Arroyo was arrested in Lancaster County on Sept. 26, 1994, for allegedly killing his girlfriend’s 8½-month-old son, Jordan Anthony Shenk. In May 1995, Arroyo was convicted of first-degree murder and sentenced to life in prison, Martin confirmed.

The township believes the prisoners should use other channels.

“Actually their concerns should be directed to the Pennsylvania Department of Corrections, their family support group located in Philadelphia or the U.S. Department of Energy,” Supervisor Sharon R. Chiao said. “We do not plan on answering any of these letters.”

However, Mahanoy Township does have a say in the project. Before WMPI can begin any construction, it must apply for building permits from both Mahanoy and West Mahanoy townships, Rich said July 21.

Meanwhile, the future of the project is also in the hands of U.S. Department of Energy scientists who are completing the Environmental Impact Statement for the Gilberton Coal-to-Clean Fuels and Power Project. A draft of that statement was released in November. The public was given the chance to make comment at two public hearings. Chiao asked a series of questions at the one held Jan. 10 at Shenandoah Valley High School. Letter and e-mail comments were also accepted by the DOE for a two-month period ending Feb. 8.

Although the comment period is closed, another will open when the final version of the study is published. The inmates will have an opportunity to share their comments, David J. Anna, director of public affairs for the U.S. Department of Energy National Energy Technology Laboratory, Pittsburgh, said Monday.
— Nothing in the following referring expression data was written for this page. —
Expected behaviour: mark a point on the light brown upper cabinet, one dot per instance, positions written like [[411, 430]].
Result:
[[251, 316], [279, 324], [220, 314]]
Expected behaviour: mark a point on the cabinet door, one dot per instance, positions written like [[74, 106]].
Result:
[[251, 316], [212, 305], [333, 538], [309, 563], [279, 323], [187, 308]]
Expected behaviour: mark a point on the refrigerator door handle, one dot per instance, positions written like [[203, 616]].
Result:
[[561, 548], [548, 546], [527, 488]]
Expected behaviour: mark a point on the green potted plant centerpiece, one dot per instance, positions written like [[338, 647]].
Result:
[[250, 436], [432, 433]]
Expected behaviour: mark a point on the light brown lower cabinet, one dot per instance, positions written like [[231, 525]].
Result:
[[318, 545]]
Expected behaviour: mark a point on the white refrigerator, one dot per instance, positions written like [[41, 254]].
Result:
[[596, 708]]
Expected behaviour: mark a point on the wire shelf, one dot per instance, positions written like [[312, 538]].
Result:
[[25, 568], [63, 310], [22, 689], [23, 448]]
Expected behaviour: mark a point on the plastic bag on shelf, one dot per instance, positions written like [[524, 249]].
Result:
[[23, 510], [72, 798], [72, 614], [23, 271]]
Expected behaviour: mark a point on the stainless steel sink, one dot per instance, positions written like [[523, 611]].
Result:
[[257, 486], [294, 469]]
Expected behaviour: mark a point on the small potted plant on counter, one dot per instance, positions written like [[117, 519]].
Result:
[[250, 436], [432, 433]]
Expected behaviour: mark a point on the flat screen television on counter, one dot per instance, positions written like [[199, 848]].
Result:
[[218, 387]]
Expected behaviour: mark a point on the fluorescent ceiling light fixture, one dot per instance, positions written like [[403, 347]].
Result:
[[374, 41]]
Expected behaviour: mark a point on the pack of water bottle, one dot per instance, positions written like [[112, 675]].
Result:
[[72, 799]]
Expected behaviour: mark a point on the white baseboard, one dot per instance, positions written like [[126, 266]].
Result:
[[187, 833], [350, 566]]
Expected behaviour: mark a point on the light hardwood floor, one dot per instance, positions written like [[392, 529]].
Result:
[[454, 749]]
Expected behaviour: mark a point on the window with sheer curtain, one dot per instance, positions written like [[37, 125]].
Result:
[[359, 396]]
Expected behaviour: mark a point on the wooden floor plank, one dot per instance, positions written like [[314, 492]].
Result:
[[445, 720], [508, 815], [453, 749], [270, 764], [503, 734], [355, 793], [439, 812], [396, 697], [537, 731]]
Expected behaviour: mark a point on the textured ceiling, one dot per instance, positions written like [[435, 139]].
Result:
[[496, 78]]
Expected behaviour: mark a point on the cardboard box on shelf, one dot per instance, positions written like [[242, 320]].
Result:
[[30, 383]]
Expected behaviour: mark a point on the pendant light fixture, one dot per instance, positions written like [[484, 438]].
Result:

“So any additional comments that are made they will certainly be considered an as the decision about the plant is being made,” he said.

Instead of mailing comments to the DOE now, Anna recommended the inmates wait until the final EIS is released.

“Many, if not all of their concerns may be addressed in the final EIS,” Anna said.

Besides, he said, right now there isn’t a contact where letters can be sent.

“That address will be published with the final EIS,” Anna said.